🐾 Process-supervised RM Trainer #2127

gaetanlop · 2024-09-26T02:37:18Z

What does this PR do?

Adding support for process-supervised reward training to TRL as requested in #2110 .

List of papers using PRMs: [1], [2], [3], [4]...

Fixes # (issue)

#2110

Before submitting

This PR fixes a typo or improves the docs (you can dismiss the other checks if that's the case).
Did you read the contributor guideline,
Pull Request section?
Was this discussed/approved via a GitHub issue? Please add a link
to it if that's the case.
Did you make sure to update the documentation with your changes? Here are the
documentation guidelines.
Did you write any new necessary tests?

Who can review?

@lewtun @kashif

lewtun · 2024-09-26T14:25:27Z

This is awesome @gaetanlop ! Would you like some early feedback on the PR or would you prefer I wait a bit until it's more polished?

gaetanlop · 2024-09-27T02:54:20Z

Hey @lewtun, thank you for the message. Currently, the only files that are more or less ready are prm_trainer.py and prm_config.py. The rest are just placeholders that I haven’t had the opportunity to work on yet.

Implementing a PRMs seems to be pretty straighforward, it seems to be a token classification task where only prediction for the last token of each step gets assigned a label and other tokens are ignored during loss calculation.

If the dataset isn’t pre-tokenized, I assume it should contain the following columns:

prompt: Either a string or past messages
steps: A list of strings
labels: A list of integers corresponding to the label associated to each step

Are you aware of an HF dataset to train PRMs for the example file? Also, how can I add a new subset to the trl-internal-testing/zen dataset to support stepwise reward models for the unit test of the prm_trainer?

Thanks again for your time!

gaetanlop · 2024-09-28T18:37:01Z

PR ready for review.

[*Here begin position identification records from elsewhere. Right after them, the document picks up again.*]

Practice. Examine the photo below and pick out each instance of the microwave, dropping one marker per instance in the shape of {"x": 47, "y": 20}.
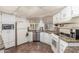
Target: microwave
{"x": 7, "y": 26}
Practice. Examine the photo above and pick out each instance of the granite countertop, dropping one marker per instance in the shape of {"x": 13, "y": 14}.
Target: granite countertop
{"x": 68, "y": 39}
{"x": 72, "y": 49}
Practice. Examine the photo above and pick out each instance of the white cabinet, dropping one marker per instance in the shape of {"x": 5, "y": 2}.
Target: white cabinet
{"x": 8, "y": 35}
{"x": 22, "y": 25}
{"x": 63, "y": 15}
{"x": 30, "y": 37}
{"x": 45, "y": 37}
{"x": 62, "y": 45}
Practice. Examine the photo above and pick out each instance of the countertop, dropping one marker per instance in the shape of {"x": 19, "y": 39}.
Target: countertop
{"x": 72, "y": 49}
{"x": 68, "y": 39}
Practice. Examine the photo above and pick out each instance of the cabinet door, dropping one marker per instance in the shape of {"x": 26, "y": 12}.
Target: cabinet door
{"x": 55, "y": 19}
{"x": 21, "y": 36}
{"x": 8, "y": 37}
{"x": 75, "y": 11}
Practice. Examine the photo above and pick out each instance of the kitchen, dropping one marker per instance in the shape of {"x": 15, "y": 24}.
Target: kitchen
{"x": 56, "y": 26}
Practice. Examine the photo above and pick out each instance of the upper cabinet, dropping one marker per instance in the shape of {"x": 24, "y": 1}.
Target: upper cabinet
{"x": 75, "y": 11}
{"x": 63, "y": 15}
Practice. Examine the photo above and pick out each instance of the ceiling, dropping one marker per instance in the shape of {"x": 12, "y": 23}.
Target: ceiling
{"x": 31, "y": 11}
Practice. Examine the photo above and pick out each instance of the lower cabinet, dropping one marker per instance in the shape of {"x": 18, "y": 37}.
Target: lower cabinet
{"x": 29, "y": 37}
{"x": 23, "y": 37}
{"x": 62, "y": 45}
{"x": 8, "y": 37}
{"x": 45, "y": 37}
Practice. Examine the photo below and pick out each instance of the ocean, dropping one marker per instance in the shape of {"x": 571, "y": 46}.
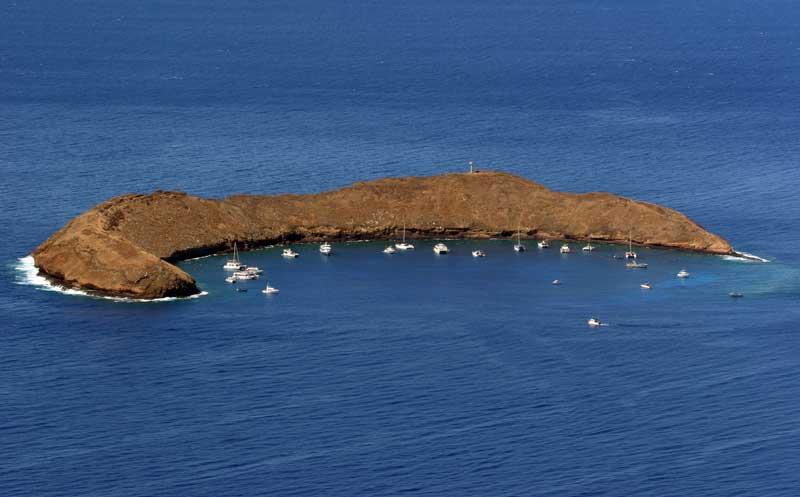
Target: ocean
{"x": 410, "y": 374}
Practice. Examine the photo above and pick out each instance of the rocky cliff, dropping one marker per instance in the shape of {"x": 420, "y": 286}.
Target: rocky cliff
{"x": 125, "y": 246}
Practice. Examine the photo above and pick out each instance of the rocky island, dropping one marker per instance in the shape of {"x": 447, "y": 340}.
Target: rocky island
{"x": 126, "y": 246}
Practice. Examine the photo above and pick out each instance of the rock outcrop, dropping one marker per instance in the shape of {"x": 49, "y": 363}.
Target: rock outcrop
{"x": 125, "y": 246}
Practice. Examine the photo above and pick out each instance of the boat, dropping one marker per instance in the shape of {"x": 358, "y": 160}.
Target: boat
{"x": 233, "y": 264}
{"x": 289, "y": 254}
{"x": 269, "y": 290}
{"x": 403, "y": 245}
{"x": 519, "y": 247}
{"x": 244, "y": 275}
{"x": 630, "y": 254}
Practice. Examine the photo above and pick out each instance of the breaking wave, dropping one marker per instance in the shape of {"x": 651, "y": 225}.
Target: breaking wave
{"x": 28, "y": 274}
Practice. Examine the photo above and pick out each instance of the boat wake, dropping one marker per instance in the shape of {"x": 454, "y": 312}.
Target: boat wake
{"x": 28, "y": 274}
{"x": 744, "y": 257}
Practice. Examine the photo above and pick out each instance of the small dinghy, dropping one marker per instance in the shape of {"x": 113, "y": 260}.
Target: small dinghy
{"x": 440, "y": 249}
{"x": 290, "y": 254}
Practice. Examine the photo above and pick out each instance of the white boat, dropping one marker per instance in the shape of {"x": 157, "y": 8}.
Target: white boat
{"x": 245, "y": 275}
{"x": 519, "y": 247}
{"x": 630, "y": 254}
{"x": 403, "y": 245}
{"x": 233, "y": 264}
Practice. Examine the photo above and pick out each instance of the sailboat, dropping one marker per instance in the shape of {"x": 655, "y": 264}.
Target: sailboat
{"x": 630, "y": 254}
{"x": 233, "y": 263}
{"x": 403, "y": 245}
{"x": 519, "y": 247}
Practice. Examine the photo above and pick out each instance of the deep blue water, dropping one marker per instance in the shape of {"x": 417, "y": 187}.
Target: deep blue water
{"x": 411, "y": 374}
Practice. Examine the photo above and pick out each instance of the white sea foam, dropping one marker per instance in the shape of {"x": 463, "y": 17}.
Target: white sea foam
{"x": 744, "y": 257}
{"x": 28, "y": 274}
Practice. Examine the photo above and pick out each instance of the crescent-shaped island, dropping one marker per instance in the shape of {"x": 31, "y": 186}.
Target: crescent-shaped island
{"x": 126, "y": 246}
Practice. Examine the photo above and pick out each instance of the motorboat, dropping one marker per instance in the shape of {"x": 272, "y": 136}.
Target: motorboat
{"x": 245, "y": 275}
{"x": 233, "y": 264}
{"x": 403, "y": 245}
{"x": 269, "y": 290}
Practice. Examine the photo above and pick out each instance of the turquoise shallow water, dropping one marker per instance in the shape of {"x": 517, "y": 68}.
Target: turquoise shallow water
{"x": 412, "y": 374}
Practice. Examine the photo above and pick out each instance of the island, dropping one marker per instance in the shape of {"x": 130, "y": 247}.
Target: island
{"x": 127, "y": 246}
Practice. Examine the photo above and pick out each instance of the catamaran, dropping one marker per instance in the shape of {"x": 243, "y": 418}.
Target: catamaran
{"x": 403, "y": 245}
{"x": 233, "y": 263}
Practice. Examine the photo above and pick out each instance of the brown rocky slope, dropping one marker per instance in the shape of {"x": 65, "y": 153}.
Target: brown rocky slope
{"x": 125, "y": 246}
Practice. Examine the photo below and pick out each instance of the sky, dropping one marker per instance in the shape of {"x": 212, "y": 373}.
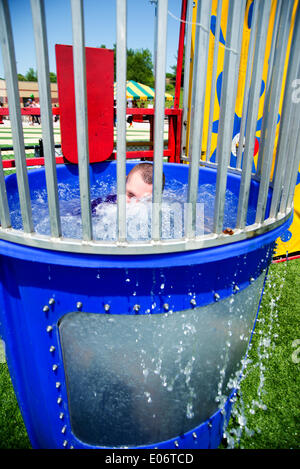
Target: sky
{"x": 100, "y": 28}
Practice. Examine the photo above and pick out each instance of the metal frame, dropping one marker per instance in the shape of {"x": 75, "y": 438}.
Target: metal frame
{"x": 287, "y": 154}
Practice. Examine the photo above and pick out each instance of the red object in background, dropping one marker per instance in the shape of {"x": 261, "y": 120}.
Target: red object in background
{"x": 256, "y": 147}
{"x": 100, "y": 102}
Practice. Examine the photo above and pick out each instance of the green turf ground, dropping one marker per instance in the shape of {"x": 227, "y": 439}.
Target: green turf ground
{"x": 268, "y": 408}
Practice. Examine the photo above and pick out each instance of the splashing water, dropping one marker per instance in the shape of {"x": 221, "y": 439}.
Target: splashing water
{"x": 266, "y": 333}
{"x": 138, "y": 214}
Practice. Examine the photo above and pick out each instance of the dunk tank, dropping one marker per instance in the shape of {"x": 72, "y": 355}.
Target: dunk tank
{"x": 127, "y": 326}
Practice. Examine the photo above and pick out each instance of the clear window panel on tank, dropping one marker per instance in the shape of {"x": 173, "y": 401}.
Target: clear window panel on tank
{"x": 135, "y": 380}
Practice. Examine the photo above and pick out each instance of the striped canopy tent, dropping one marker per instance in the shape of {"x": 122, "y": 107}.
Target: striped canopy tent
{"x": 137, "y": 90}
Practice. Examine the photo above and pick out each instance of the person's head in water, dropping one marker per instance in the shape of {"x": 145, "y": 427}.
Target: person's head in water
{"x": 139, "y": 182}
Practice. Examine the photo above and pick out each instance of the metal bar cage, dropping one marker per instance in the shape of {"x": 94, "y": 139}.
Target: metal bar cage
{"x": 274, "y": 172}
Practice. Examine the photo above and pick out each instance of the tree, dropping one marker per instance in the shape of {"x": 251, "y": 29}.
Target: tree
{"x": 53, "y": 78}
{"x": 31, "y": 75}
{"x": 139, "y": 65}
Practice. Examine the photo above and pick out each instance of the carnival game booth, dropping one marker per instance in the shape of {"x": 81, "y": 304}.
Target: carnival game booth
{"x": 128, "y": 327}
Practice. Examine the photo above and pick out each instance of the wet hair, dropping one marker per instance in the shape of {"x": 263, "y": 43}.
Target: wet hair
{"x": 146, "y": 171}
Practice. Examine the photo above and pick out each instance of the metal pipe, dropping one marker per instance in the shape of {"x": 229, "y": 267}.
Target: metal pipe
{"x": 270, "y": 121}
{"x": 197, "y": 112}
{"x": 40, "y": 35}
{"x": 159, "y": 115}
{"x": 187, "y": 62}
{"x": 252, "y": 111}
{"x": 236, "y": 13}
{"x": 9, "y": 62}
{"x": 121, "y": 117}
{"x": 4, "y": 208}
{"x": 79, "y": 59}
{"x": 214, "y": 79}
{"x": 289, "y": 122}
{"x": 257, "y": 6}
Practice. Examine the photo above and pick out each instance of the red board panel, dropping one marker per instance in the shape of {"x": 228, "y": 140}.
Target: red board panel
{"x": 100, "y": 102}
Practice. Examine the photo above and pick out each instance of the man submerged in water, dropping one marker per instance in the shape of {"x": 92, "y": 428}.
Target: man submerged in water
{"x": 139, "y": 184}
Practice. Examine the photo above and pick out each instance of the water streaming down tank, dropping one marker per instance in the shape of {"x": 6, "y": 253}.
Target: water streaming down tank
{"x": 128, "y": 327}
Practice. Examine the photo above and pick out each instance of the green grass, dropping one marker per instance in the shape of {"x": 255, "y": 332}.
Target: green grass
{"x": 269, "y": 394}
{"x": 268, "y": 403}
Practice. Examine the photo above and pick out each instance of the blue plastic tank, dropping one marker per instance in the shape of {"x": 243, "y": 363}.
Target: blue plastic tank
{"x": 140, "y": 351}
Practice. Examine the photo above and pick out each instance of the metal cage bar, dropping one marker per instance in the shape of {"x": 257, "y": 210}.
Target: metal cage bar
{"x": 39, "y": 27}
{"x": 214, "y": 78}
{"x": 187, "y": 63}
{"x": 272, "y": 106}
{"x": 9, "y": 62}
{"x": 197, "y": 111}
{"x": 4, "y": 208}
{"x": 81, "y": 117}
{"x": 233, "y": 40}
{"x": 252, "y": 111}
{"x": 160, "y": 60}
{"x": 121, "y": 117}
{"x": 289, "y": 124}
{"x": 257, "y": 6}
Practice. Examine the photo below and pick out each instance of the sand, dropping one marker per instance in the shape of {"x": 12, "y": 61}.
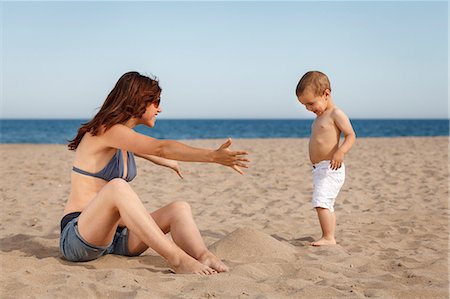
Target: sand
{"x": 392, "y": 231}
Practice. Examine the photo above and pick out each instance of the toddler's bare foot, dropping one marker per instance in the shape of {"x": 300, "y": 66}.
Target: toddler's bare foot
{"x": 324, "y": 241}
{"x": 189, "y": 265}
{"x": 209, "y": 259}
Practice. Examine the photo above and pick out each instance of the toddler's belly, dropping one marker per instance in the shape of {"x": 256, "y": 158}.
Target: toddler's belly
{"x": 319, "y": 151}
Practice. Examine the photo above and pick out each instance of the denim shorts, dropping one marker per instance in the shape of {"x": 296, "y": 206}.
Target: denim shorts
{"x": 75, "y": 249}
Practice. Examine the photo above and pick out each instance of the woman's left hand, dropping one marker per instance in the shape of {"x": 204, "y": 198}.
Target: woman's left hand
{"x": 172, "y": 164}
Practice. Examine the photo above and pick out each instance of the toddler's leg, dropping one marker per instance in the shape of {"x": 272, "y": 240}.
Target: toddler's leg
{"x": 327, "y": 221}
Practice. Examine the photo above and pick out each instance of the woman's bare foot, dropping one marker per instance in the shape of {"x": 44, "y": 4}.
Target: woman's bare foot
{"x": 210, "y": 260}
{"x": 324, "y": 241}
{"x": 188, "y": 265}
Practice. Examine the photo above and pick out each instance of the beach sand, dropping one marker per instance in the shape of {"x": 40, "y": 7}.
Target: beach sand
{"x": 392, "y": 225}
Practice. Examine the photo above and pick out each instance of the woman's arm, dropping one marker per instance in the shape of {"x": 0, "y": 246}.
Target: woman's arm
{"x": 172, "y": 164}
{"x": 120, "y": 136}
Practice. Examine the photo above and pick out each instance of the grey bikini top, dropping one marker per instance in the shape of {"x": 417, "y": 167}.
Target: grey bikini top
{"x": 114, "y": 169}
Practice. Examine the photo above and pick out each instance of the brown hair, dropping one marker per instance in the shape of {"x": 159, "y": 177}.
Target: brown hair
{"x": 315, "y": 81}
{"x": 130, "y": 97}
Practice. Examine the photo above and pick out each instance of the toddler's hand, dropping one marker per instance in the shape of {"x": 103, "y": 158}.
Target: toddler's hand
{"x": 336, "y": 160}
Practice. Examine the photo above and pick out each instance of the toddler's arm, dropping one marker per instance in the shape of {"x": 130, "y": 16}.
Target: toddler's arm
{"x": 343, "y": 123}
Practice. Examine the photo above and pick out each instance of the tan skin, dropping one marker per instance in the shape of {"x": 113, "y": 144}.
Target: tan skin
{"x": 106, "y": 205}
{"x": 326, "y": 129}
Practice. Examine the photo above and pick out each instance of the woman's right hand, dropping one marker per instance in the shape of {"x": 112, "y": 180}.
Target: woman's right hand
{"x": 234, "y": 159}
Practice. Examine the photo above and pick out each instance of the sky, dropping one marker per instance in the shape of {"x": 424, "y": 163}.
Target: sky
{"x": 226, "y": 59}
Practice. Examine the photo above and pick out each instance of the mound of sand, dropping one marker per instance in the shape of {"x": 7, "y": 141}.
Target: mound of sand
{"x": 251, "y": 245}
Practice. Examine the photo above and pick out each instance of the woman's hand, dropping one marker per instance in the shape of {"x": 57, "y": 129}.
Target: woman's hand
{"x": 234, "y": 159}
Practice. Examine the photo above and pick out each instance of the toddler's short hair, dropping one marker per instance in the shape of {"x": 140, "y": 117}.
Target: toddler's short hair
{"x": 314, "y": 81}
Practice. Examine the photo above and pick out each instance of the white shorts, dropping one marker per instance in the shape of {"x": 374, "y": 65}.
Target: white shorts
{"x": 327, "y": 183}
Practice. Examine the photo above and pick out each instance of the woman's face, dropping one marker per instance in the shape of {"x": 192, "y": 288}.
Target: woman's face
{"x": 149, "y": 117}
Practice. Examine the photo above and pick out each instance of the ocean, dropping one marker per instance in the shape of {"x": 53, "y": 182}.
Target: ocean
{"x": 58, "y": 131}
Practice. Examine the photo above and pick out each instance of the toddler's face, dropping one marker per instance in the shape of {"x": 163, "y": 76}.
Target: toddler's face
{"x": 314, "y": 103}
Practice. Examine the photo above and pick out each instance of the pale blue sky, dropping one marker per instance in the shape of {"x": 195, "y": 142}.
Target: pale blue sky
{"x": 226, "y": 59}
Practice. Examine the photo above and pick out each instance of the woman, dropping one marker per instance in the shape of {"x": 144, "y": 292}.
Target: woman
{"x": 103, "y": 214}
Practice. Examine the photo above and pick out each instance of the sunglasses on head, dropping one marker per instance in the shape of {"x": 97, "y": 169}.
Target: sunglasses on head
{"x": 157, "y": 102}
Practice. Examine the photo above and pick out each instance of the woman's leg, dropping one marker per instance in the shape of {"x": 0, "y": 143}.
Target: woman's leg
{"x": 118, "y": 202}
{"x": 177, "y": 219}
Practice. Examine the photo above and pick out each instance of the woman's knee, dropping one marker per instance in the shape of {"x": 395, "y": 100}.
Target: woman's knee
{"x": 119, "y": 189}
{"x": 181, "y": 206}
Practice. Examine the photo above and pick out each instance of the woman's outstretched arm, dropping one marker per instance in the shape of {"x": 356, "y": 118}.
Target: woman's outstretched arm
{"x": 120, "y": 136}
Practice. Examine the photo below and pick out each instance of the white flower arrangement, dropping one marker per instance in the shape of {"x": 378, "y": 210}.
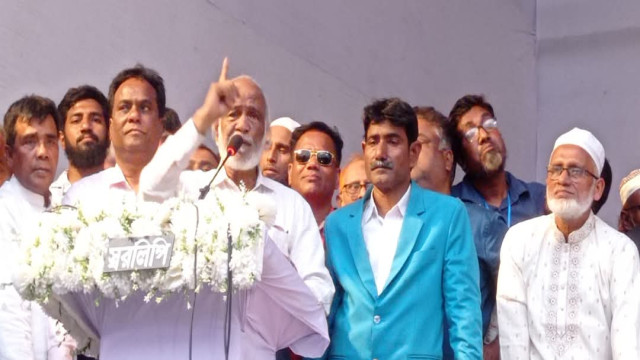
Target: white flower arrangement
{"x": 66, "y": 252}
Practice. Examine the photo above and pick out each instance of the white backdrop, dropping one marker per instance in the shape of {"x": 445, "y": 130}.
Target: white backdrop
{"x": 325, "y": 60}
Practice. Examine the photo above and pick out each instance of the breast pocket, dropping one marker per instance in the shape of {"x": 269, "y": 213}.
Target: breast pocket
{"x": 425, "y": 256}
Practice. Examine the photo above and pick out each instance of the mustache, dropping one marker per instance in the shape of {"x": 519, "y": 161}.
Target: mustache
{"x": 381, "y": 164}
{"x": 93, "y": 136}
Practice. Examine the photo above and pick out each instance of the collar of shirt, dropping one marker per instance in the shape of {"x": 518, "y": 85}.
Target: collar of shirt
{"x": 114, "y": 177}
{"x": 36, "y": 201}
{"x": 371, "y": 209}
{"x": 62, "y": 182}
{"x": 577, "y": 235}
{"x": 223, "y": 181}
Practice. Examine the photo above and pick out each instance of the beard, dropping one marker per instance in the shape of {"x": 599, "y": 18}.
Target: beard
{"x": 492, "y": 162}
{"x": 570, "y": 209}
{"x": 248, "y": 156}
{"x": 87, "y": 156}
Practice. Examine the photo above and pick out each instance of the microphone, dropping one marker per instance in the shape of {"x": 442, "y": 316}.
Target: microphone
{"x": 233, "y": 146}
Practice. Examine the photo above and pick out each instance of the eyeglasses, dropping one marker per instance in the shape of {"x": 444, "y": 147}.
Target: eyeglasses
{"x": 575, "y": 173}
{"x": 324, "y": 157}
{"x": 472, "y": 134}
{"x": 355, "y": 187}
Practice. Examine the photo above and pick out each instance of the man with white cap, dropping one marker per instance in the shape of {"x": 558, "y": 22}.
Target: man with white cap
{"x": 629, "y": 222}
{"x": 276, "y": 155}
{"x": 567, "y": 286}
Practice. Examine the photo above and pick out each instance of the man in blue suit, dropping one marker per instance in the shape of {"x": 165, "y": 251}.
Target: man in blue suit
{"x": 402, "y": 258}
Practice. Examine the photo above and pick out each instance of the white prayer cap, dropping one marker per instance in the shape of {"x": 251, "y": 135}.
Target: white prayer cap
{"x": 629, "y": 185}
{"x": 587, "y": 142}
{"x": 285, "y": 122}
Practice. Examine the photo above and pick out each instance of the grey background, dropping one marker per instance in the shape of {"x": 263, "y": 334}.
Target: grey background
{"x": 545, "y": 65}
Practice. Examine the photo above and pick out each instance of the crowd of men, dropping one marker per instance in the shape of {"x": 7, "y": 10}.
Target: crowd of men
{"x": 404, "y": 263}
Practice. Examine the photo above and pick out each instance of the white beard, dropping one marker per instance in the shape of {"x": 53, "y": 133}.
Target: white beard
{"x": 248, "y": 156}
{"x": 570, "y": 209}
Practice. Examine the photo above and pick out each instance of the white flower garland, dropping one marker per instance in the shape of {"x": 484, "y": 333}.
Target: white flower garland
{"x": 66, "y": 251}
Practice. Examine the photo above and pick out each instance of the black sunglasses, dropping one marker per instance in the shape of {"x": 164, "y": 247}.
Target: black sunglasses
{"x": 324, "y": 157}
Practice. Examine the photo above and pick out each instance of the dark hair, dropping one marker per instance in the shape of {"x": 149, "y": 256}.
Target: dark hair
{"x": 461, "y": 107}
{"x": 322, "y": 127}
{"x": 436, "y": 118}
{"x": 171, "y": 121}
{"x": 606, "y": 175}
{"x": 27, "y": 109}
{"x": 141, "y": 72}
{"x": 80, "y": 93}
{"x": 394, "y": 110}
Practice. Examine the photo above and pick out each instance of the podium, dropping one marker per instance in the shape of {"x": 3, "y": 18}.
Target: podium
{"x": 276, "y": 312}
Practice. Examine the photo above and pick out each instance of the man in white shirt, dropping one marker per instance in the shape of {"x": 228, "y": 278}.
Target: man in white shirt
{"x": 32, "y": 148}
{"x": 5, "y": 172}
{"x": 295, "y": 231}
{"x": 276, "y": 155}
{"x": 568, "y": 282}
{"x": 402, "y": 257}
{"x": 137, "y": 100}
{"x": 135, "y": 131}
{"x": 353, "y": 181}
{"x": 84, "y": 126}
{"x": 314, "y": 171}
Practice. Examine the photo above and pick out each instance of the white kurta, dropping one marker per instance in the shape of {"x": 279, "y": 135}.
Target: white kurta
{"x": 25, "y": 331}
{"x": 575, "y": 299}
{"x": 295, "y": 230}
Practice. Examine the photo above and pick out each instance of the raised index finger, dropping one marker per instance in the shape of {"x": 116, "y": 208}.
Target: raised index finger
{"x": 225, "y": 70}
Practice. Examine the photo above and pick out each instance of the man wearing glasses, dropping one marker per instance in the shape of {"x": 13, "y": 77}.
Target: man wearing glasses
{"x": 317, "y": 152}
{"x": 402, "y": 257}
{"x": 480, "y": 150}
{"x": 353, "y": 181}
{"x": 567, "y": 287}
{"x": 435, "y": 170}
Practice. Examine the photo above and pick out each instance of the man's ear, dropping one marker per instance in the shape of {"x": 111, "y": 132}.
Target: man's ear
{"x": 9, "y": 154}
{"x": 449, "y": 162}
{"x": 599, "y": 189}
{"x": 625, "y": 224}
{"x": 61, "y": 139}
{"x": 414, "y": 153}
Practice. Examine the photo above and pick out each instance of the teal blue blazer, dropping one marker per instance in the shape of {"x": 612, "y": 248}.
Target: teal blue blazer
{"x": 434, "y": 274}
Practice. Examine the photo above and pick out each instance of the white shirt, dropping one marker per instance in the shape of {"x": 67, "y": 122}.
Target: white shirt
{"x": 25, "y": 331}
{"x": 575, "y": 299}
{"x": 381, "y": 236}
{"x": 100, "y": 189}
{"x": 295, "y": 230}
{"x": 58, "y": 188}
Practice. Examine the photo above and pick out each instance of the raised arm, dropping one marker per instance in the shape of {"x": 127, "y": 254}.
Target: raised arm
{"x": 160, "y": 179}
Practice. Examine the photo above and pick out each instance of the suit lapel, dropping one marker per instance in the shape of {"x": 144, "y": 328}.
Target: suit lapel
{"x": 358, "y": 248}
{"x": 411, "y": 226}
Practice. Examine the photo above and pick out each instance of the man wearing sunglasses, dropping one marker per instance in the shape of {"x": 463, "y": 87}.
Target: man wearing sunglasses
{"x": 402, "y": 257}
{"x": 480, "y": 150}
{"x": 435, "y": 170}
{"x": 317, "y": 152}
{"x": 568, "y": 285}
{"x": 353, "y": 181}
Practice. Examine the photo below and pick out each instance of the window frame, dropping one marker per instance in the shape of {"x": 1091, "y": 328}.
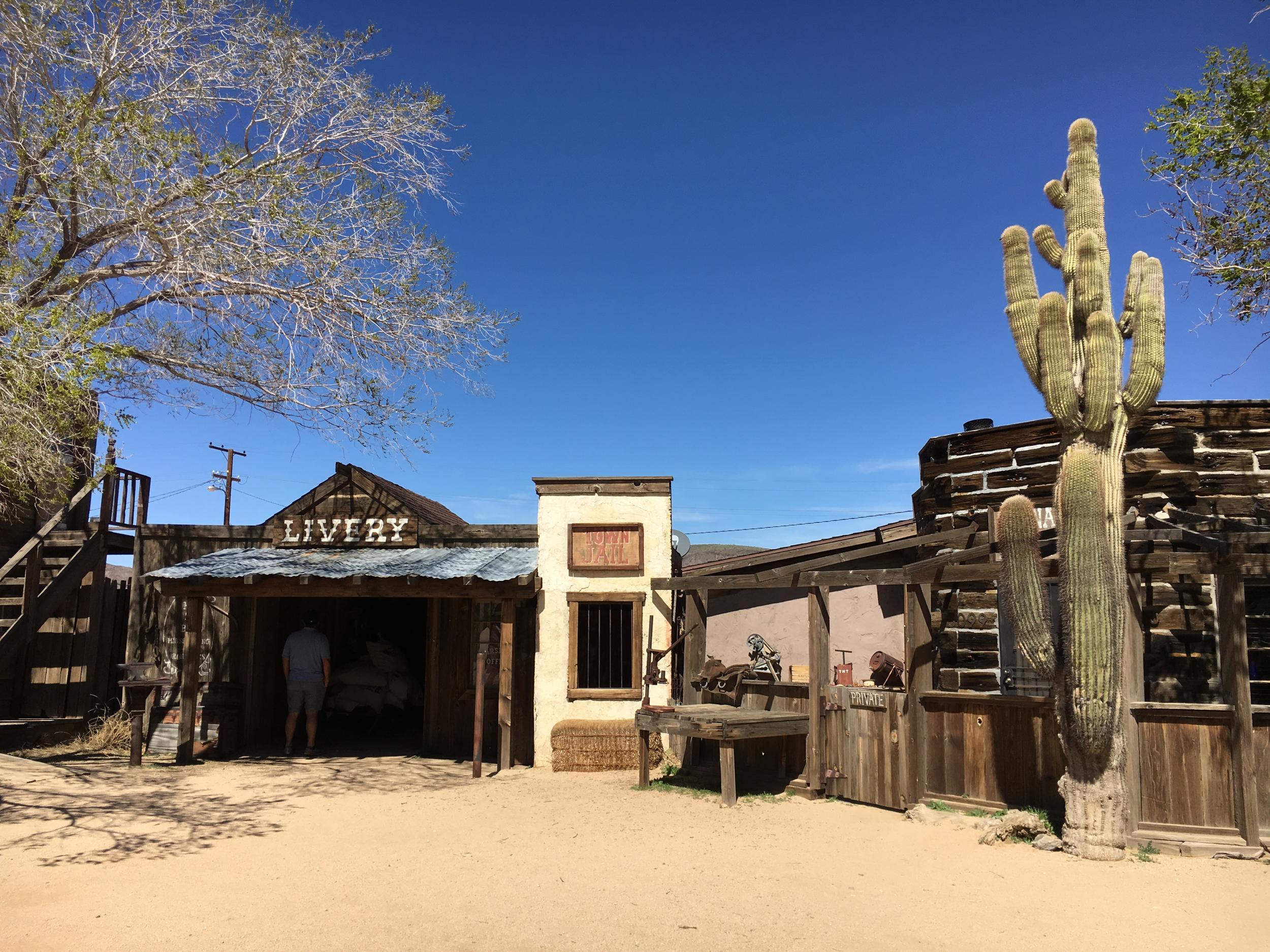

I have changed the naming conventions that I used before prm to the suggested naming in #2110 stepwise.

Tests: I created a dummy_dataset but we should add a subset to trl-internal-testing/zen as done in other scripts.
Example: The example is currently using a placeholder for the dataset name as to the best of my knowledge trl didn't release a dataset for stepwise reasoning on HF. We should add this too.

lewtun

Thank you for the very clean PR @gaetanlop - this looks great! I've left some minor suggestions regarding the structure, but aside from that and having a smallish dataset in the right format we can sanity check that the accuracy goes up, loss goes down etc I think this is quite close to being ready

docs/source/_toctree.yml

docs/source/stepwise_reward_trainer.mdx

docs/source/dataset_formats.mdx

examples/scripts/stepwise_reward_modeling.py

trl/trainer/stepwise_reward_config.py

trl/trainer/stepwise_reward_trainer.py

gaetanlop · 2024-10-01T01:53:21Z

Thanks for looking at this @lewtun. Seems like trl-internal-testing/zen is the dataset you are using for testing. I have done a PR to trl-lib/zen, should I also PR trl-internal-testing/zen to add 19 samples of PRM800K for testing or are you handling it on your side (it looks like they are both the same dataset)?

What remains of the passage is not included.